The thus-obtained compact was maintained at 200 to 400° C. for 2 to 10 hours, to thereby effect debindering. The thus-debindered compact was fired at 1,000 to 1,200° C. in a pressure-controlled reducing atmosphere (a pressure controlled to a reduction side from Ni/NO equilibrium oxygen partial pressure by order of 1 or greater) for 2 to 5 hours, to thereby form a piezoelectric layer.

On each surface of the formed piezoelectric layer, an Au electrode was formed through sputtering. Subsequently, the stacked body having the piezoelectric layer equipped with the electrodes was placed in silicone oil at 50° C. and subjected to polarization treatment by applying a DC voltage of 5 kV/mm, to thereby generate a voltage characteristic of the piezoelectric layer. Thus, a piezoelectric element was fabricated.

To a piezoelectric element (a piezoelectric layer) of each of the Examples and Comparative Examples, an electric field of 1 to 10 kV/mm was applied by means of a laser Doppler vibroemeter. A displacement S of the element in the vertical direction was measured at a measurement frequency of 100 Hz. The displacement S was divided by electric field E to calculate an S/E ratio at each electric field value. The S/E value at the maximum (Smax/Emax) was employed to assess a displacement characteristic (piezoelectric characteristic). Tables 1 to 4 show the results.

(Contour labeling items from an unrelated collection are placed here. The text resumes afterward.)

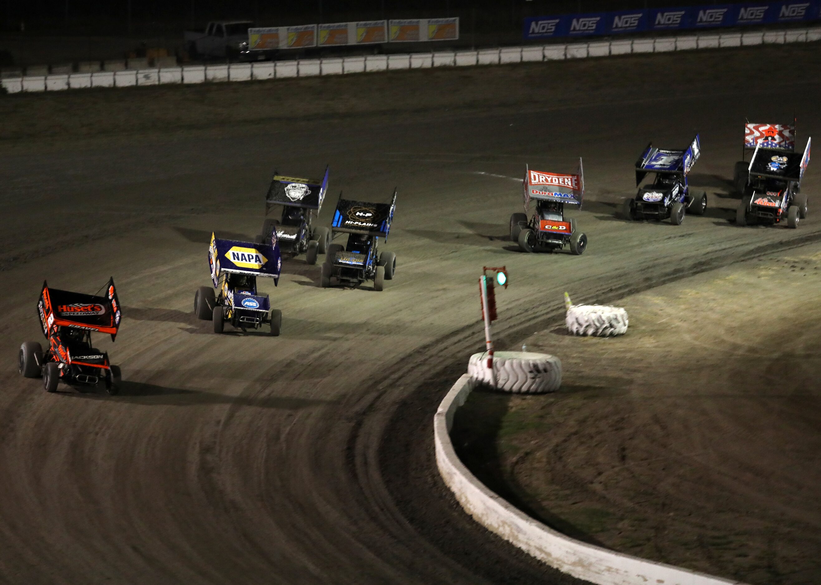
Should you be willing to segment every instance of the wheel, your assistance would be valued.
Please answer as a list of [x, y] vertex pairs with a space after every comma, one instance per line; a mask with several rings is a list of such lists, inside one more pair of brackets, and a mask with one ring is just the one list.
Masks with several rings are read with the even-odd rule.
[[319, 277], [319, 286], [323, 289], [327, 289], [331, 286], [331, 265], [327, 263], [322, 263], [322, 276]]
[[704, 209], [707, 208], [707, 194], [704, 191], [694, 191], [691, 194], [693, 203], [687, 208], [687, 211], [693, 215], [704, 215]]
[[105, 389], [112, 396], [116, 396], [120, 393], [120, 385], [122, 382], [122, 373], [120, 372], [120, 366], [112, 366], [108, 371], [108, 377], [105, 381]]
[[634, 207], [635, 207], [634, 199], [625, 199], [624, 202], [621, 203], [621, 217], [624, 219], [629, 219], [631, 222], [635, 219], [635, 214], [633, 213]]
[[576, 256], [585, 254], [587, 249], [587, 236], [581, 231], [576, 231], [570, 236], [570, 251]]
[[276, 337], [282, 329], [282, 312], [278, 308], [271, 309], [271, 335]]
[[670, 210], [670, 221], [674, 226], [681, 226], [681, 222], [684, 222], [684, 203], [681, 201], [677, 201], [672, 204], [672, 208]]
[[18, 369], [23, 377], [39, 377], [43, 375], [43, 348], [37, 341], [25, 341], [20, 346]]
[[736, 208], [736, 225], [744, 227], [747, 225], [747, 202], [742, 201]]
[[43, 386], [47, 392], [56, 392], [60, 382], [60, 368], [54, 362], [48, 362], [43, 368]]
[[527, 223], [527, 216], [524, 213], [514, 213], [511, 216], [511, 241], [519, 241], [519, 233], [521, 231], [521, 224]]
[[385, 252], [379, 260], [382, 266], [385, 267], [385, 280], [393, 280], [393, 274], [397, 272], [397, 254], [393, 252]]
[[331, 244], [331, 231], [327, 227], [318, 227], [314, 230], [314, 239], [319, 246], [319, 254], [328, 252], [328, 246]]
[[530, 228], [525, 228], [519, 232], [519, 247], [525, 252], [533, 252], [534, 246], [536, 245], [536, 235]]
[[198, 319], [208, 321], [211, 318], [212, 307], [216, 302], [213, 289], [210, 286], [200, 286], [194, 295], [194, 314]]
[[744, 189], [747, 186], [749, 168], [749, 162], [739, 161], [732, 169], [732, 185], [736, 188], [736, 192], [741, 195], [744, 194]]
[[798, 206], [798, 217], [800, 219], [807, 218], [807, 196], [796, 195], [796, 205]]
[[797, 205], [791, 205], [787, 208], [787, 226], [795, 230], [798, 227], [800, 210]]
[[213, 321], [213, 332], [222, 333], [225, 326], [225, 315], [222, 314], [222, 306], [218, 304], [214, 307], [211, 315]]
[[333, 266], [333, 259], [337, 257], [337, 253], [342, 252], [344, 249], [345, 247], [342, 244], [332, 244], [325, 252], [325, 262]]
[[311, 266], [316, 263], [316, 256], [319, 252], [319, 245], [315, 240], [308, 242], [308, 249], [305, 250], [305, 262]]

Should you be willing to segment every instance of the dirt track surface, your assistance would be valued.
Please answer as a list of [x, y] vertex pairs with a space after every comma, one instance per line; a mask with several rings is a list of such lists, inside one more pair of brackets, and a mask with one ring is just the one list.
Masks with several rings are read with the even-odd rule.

Insulation resistance (Ω·m) of a voltage element of each of the Examples and Comparative Examples was measured through the following procedure. Specifically, the piezoelectric element was placed in silicon oil at 150° C., and a DC voltage was applied to the element in silicon oil at 5 kV/mm for 1 minute. The insulation resistance (Ω·m) after application of the voltage was measured. Tables 1 to 4 show the results.

A voltage element (a piezoelectric layer) of each of the Examples and Comparative Examples was subjected to a compositional analysis of the primary phase through the following procedure by means of a scanning electron microscope-energy dispersive X-ray spectrometer (SEM-EDS). Specifically, the piezoelectric layer of the piezoelectric element was cut along the thickness direction, and the cut surface was polished. A photoimage of the polished surface was taken by an SEM at a magnification of 3,000. In the obtained photoimage, three crystal grains in the primary phase were selected at random, and the three crystal grains were subjected to element quantitation by means of an EDS. In the quantitation, the measurement probe diameter of electron beam was adjusted to about 1 μm. The thus-obtained element contents of the three crystal grains were averaged, to thereby determine the compositional proportions of the primary phase of each of the Examples and Comparative

Examples Tables 1 to 4 show the results. Notably, the symbol “-” in Tables 1 to 4 denotes a value lower than the detection limit of the apparatus.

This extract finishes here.